I've hit a lockdep splat with generic/270 test complaining that:
3216.fsstress.b/3533 is trying to acquire lock:
(jbd2_handle){++++..}, at: [<
ffffffff813152e0>] jbd2_log_wait_commit+0x0/0x150
but task is already holding lock:
(jbd2_handle){++++..}, at: [<
ffffffff8130bd3b>] start_this_handle+0x35b/0x850
The underlying problem is that jbd2_journal_force_commit_nested()
(called from ext4_should_retry_alloc()) may get called while a
transaction handle is started. In such case it takes care to not wait
for commit of the running transaction (which would deadlock) but only
for a commit of a transaction that is already committing (which is safe
as that doesn't wait for any filesystem locks).

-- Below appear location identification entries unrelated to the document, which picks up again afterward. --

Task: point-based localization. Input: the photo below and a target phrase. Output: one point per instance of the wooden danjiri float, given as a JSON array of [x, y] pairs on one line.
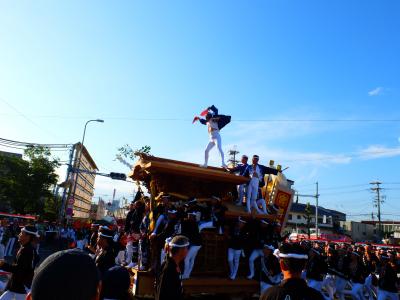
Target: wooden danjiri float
[[184, 181]]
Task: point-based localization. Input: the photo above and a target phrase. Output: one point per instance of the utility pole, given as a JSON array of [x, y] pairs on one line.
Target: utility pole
[[316, 210], [233, 153], [378, 202]]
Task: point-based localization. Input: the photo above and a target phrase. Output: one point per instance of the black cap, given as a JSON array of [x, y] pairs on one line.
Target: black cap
[[31, 230], [116, 282], [106, 233], [65, 275]]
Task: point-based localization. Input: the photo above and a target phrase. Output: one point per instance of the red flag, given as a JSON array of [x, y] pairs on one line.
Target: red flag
[[204, 112]]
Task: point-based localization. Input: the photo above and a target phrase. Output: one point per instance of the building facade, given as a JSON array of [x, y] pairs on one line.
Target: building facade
[[328, 219], [358, 231], [98, 210], [82, 188]]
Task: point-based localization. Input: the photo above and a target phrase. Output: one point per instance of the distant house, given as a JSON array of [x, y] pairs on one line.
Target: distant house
[[328, 219], [358, 231]]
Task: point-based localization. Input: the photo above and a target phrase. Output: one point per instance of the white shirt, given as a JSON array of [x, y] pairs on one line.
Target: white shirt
[[255, 173], [212, 126]]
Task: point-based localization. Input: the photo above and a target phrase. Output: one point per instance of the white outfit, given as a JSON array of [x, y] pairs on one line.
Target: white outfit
[[2, 248], [233, 260], [215, 139], [253, 256], [385, 295], [315, 284], [130, 249], [204, 225], [242, 189], [252, 188], [120, 259], [369, 287], [12, 296], [10, 247], [189, 260], [329, 285], [340, 285], [265, 286], [261, 202], [357, 291]]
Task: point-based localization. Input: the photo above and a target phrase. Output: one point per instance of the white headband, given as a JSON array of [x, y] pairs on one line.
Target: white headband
[[30, 232], [269, 247], [179, 246], [291, 255], [105, 235], [315, 251]]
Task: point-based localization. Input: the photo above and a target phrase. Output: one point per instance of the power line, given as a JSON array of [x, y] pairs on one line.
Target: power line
[[26, 117], [26, 144], [189, 120]]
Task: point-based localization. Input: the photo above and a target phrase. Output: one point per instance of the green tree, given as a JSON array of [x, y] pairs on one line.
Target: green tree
[[26, 184]]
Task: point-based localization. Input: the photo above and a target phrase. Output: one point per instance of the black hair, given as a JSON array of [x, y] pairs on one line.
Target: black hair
[[293, 265], [65, 275]]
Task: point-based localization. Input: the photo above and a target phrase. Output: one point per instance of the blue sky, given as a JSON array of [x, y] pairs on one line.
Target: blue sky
[[63, 62]]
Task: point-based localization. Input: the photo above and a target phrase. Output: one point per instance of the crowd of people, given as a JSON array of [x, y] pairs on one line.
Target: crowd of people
[[168, 248]]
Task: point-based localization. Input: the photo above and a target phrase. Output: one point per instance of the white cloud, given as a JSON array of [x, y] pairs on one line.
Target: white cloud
[[378, 151], [375, 92]]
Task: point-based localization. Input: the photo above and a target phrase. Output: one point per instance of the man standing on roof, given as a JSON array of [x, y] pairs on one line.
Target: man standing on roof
[[240, 170], [256, 173], [215, 123]]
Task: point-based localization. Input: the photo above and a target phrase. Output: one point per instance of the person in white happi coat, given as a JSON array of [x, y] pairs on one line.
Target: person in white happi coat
[[256, 173], [214, 123]]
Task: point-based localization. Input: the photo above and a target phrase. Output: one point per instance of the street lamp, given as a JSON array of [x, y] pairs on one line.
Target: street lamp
[[80, 153]]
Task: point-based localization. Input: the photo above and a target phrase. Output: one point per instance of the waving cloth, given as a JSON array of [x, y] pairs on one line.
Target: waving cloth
[[223, 120]]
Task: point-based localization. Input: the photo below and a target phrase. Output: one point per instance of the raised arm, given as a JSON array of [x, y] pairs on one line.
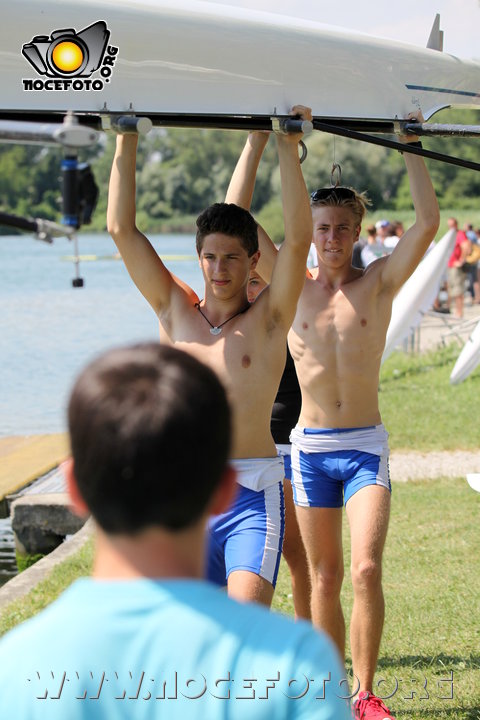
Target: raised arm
[[288, 274], [240, 192], [144, 265], [414, 243]]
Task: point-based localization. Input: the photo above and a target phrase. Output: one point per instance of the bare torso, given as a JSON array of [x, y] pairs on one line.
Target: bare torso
[[248, 357], [337, 340]]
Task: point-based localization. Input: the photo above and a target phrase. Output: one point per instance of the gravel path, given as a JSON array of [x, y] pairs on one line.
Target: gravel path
[[416, 465]]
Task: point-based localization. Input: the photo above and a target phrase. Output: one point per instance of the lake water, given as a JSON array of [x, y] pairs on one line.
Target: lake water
[[49, 330]]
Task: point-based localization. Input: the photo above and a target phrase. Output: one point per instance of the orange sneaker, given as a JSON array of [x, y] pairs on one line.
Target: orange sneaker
[[369, 707]]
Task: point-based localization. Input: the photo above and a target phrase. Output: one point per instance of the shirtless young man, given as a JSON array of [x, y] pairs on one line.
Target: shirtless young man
[[339, 447], [285, 413], [245, 346]]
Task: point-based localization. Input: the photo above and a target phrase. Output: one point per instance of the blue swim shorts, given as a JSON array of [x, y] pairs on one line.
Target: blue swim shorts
[[330, 465], [285, 451], [249, 536]]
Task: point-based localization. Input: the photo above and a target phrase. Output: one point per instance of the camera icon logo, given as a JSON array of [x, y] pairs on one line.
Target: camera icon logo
[[66, 53]]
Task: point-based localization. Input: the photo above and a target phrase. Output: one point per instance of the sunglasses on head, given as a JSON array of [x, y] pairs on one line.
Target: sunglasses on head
[[340, 192]]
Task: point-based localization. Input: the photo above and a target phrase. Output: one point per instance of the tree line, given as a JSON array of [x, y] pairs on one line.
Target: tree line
[[181, 171]]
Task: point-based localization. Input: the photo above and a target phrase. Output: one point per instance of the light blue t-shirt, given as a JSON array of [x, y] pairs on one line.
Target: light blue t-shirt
[[176, 649]]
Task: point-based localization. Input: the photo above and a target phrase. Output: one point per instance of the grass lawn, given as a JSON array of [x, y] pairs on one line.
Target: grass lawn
[[430, 655], [419, 407]]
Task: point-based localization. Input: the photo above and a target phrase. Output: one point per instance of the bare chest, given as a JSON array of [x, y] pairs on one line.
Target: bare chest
[[238, 354], [334, 326]]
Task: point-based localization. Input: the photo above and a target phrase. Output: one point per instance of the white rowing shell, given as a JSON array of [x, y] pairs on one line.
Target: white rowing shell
[[417, 295], [468, 359]]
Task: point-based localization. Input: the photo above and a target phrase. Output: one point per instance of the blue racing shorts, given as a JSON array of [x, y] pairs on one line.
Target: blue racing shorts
[[330, 465], [285, 451], [249, 536]]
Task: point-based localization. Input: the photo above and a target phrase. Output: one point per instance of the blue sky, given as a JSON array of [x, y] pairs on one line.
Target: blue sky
[[406, 21]]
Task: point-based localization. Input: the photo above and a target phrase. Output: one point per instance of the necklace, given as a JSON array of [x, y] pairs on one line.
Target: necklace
[[217, 329]]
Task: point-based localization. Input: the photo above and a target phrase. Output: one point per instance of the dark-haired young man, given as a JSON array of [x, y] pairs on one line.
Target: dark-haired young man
[[339, 446], [146, 636], [244, 344]]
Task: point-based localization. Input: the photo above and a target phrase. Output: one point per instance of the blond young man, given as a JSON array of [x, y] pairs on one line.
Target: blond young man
[[340, 447], [245, 345]]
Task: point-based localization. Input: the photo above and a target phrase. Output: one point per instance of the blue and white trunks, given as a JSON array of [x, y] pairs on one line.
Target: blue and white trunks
[[249, 536], [330, 465], [285, 451]]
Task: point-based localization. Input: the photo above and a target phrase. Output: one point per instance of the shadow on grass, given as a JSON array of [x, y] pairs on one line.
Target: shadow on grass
[[438, 662]]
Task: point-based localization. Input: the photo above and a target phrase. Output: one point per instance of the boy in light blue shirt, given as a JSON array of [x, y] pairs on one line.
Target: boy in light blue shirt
[[146, 636]]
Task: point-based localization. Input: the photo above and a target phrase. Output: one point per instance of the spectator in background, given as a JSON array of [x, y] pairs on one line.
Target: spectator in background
[[456, 273], [471, 262]]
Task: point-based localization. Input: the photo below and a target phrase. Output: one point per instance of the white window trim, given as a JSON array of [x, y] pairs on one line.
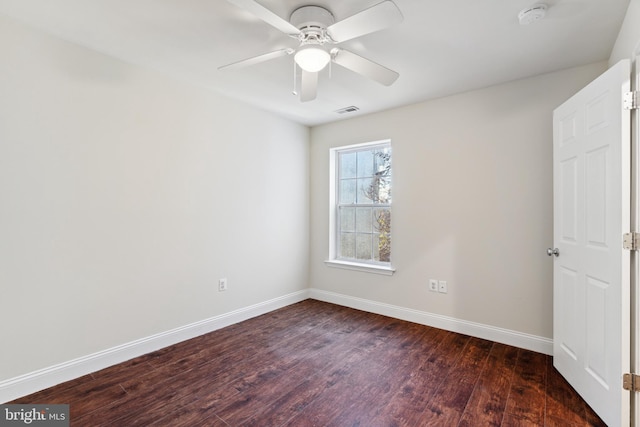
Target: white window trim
[[333, 261]]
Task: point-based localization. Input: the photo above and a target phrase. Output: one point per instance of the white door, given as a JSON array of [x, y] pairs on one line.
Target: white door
[[591, 309]]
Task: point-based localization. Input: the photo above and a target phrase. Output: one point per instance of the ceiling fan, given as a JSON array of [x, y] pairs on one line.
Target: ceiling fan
[[315, 29]]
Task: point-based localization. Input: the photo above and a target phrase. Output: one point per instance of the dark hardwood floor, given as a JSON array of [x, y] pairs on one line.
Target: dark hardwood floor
[[318, 364]]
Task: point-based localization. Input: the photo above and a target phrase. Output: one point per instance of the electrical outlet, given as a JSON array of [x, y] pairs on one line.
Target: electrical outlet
[[442, 286]]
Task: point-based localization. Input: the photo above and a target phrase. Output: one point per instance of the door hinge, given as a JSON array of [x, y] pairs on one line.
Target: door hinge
[[630, 241], [630, 100], [631, 382]]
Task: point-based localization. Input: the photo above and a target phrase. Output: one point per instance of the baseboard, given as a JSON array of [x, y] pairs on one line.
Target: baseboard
[[32, 382], [504, 336]]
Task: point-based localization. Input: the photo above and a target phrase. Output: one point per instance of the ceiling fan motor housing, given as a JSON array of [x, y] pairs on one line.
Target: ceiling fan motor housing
[[312, 21]]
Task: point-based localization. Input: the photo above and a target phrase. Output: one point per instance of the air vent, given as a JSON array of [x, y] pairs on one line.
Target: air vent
[[351, 109]]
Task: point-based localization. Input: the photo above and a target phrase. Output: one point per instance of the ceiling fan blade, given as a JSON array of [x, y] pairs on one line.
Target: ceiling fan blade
[[257, 59], [267, 16], [375, 18], [309, 86], [364, 66]]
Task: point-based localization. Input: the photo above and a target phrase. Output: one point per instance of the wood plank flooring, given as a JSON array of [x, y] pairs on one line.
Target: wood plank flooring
[[318, 364]]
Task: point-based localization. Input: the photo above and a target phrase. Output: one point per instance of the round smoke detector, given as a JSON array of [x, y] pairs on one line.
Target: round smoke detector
[[532, 14]]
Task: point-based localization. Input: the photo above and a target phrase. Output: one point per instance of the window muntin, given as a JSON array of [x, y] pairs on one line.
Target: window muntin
[[363, 204]]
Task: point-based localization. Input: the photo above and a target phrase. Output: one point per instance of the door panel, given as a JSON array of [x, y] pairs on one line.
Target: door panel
[[591, 213]]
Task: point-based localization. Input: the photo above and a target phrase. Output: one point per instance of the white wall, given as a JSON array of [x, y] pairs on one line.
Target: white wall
[[472, 203], [627, 44], [125, 195]]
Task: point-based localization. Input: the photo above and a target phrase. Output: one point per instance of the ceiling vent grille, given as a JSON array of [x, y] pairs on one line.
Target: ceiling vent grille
[[350, 109]]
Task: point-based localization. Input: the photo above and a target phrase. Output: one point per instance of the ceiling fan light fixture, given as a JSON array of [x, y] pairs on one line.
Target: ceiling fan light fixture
[[312, 58]]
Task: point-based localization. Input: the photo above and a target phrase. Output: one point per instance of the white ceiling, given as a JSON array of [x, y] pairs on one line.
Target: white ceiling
[[440, 48]]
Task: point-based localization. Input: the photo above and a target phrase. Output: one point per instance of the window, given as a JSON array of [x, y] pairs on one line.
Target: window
[[361, 207]]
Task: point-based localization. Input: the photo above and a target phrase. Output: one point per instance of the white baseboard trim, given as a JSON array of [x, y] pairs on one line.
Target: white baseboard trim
[[32, 382], [492, 333]]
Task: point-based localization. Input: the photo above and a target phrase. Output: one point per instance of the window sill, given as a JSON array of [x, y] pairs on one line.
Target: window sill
[[366, 268]]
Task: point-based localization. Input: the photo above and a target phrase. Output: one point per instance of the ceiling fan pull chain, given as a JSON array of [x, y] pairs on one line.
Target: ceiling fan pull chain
[[295, 78]]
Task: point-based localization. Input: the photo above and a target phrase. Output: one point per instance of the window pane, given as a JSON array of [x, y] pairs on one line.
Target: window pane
[[364, 220], [348, 245], [365, 191], [348, 219], [365, 163], [348, 165], [363, 246], [382, 227], [348, 191]]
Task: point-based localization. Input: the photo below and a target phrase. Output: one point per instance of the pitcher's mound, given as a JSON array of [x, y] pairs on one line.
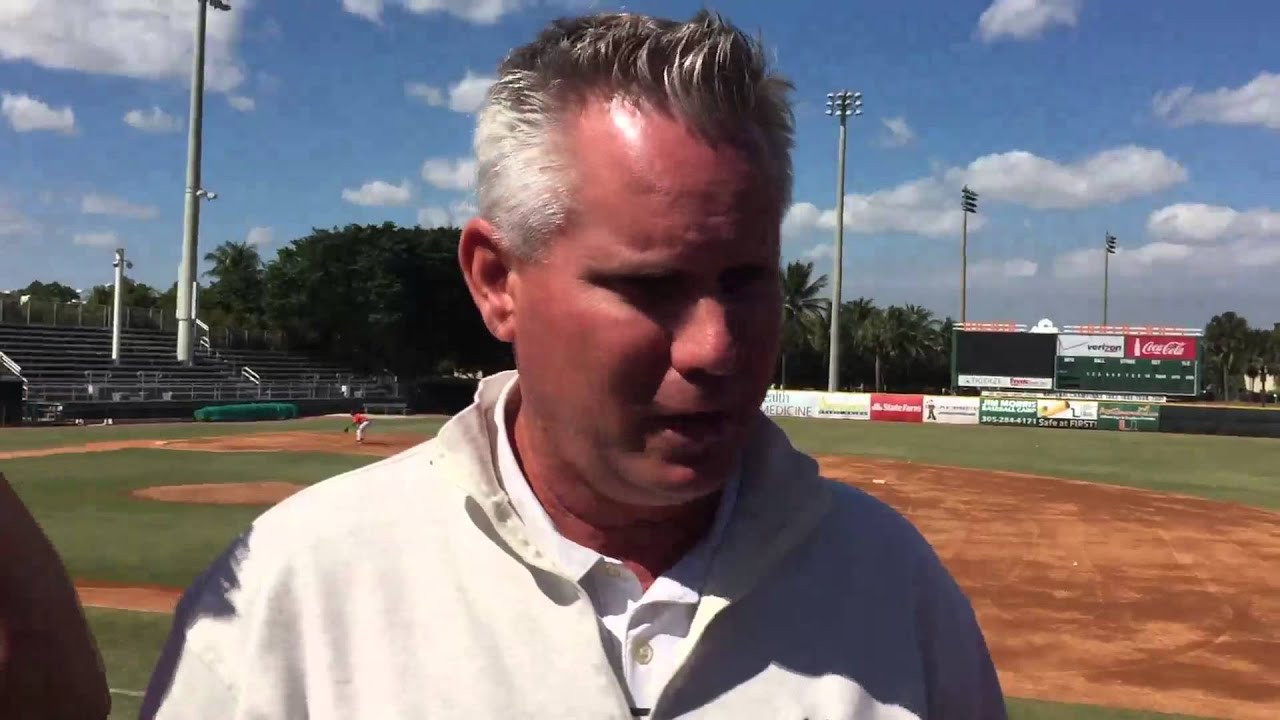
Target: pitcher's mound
[[222, 493]]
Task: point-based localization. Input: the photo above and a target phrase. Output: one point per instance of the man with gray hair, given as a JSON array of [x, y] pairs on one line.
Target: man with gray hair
[[613, 529]]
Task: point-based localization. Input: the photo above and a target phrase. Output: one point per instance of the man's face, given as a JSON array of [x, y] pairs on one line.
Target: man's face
[[647, 335]]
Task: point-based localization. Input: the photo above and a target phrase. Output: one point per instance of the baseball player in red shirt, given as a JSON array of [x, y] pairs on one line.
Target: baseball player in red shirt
[[360, 420]]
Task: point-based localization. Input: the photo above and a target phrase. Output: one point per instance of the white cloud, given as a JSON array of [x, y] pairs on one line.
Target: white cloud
[[924, 206], [1198, 223], [1191, 240], [95, 204], [1025, 19], [800, 220], [464, 96], [449, 174], [28, 114], [897, 132], [13, 222], [152, 119], [455, 215], [259, 236], [929, 206], [369, 9], [480, 12], [995, 270], [137, 39], [379, 194], [433, 96], [96, 240], [1256, 103], [1104, 178]]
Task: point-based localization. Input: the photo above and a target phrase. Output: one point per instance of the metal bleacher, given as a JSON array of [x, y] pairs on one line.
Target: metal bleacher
[[72, 363]]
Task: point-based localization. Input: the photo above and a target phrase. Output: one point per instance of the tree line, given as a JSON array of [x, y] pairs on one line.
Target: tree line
[[388, 299]]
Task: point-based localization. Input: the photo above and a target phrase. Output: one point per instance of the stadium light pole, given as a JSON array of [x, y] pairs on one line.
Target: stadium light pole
[[192, 192], [840, 105], [120, 264], [1109, 250], [968, 205]]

In fact there are also other callers of jbd2_log_wait_commit() that take
care to pass tid of a transaction that is already committing and for
those cases, the lockdep instrumentation is too restrictive and leading
to false positive reports. Fix the problem by calling
jbd2_might_wait_for_commit() from jbd2_log_wait_commit() only if the
transaction isn't already committing.
Fixes:
1eaa566d368b214d99cbb973647c1b0b8102a9ae
Signed-off-by: Jan Kara <jack@suse.cz>
Signed-off-by: Theodore Ts'o <tytso@mit.edu>
{
int err = 0;
- jbd2_might_wait_for_commit(journal);
read_lock(&journal->j_state_lock);
+#ifdef CONFIG_PROVE_LOCKING
+ /*
+ * Some callers make sure transaction is already committing and in that
+ * case we cannot block on open handles anymore. So don't warn in that
+ * case.
+ */
+ if (tid_gt(tid, journal->j_commit_sequence) &&
+ (!journal->j_committing_transaction ||
+ journal->j_committing_transaction->t_tid != tid)) {
+ read_unlock(&journal->j_state_lock);
+ jbd2_might_wait_for_commit(journal);
+ read_lock(&journal->j_state_lock);
+ }
+#endif
#ifdef CONFIG_JBD2_DEBUG
if (!tid_geq(journal->j_commit_request, tid)) {
printk(KERN_ERR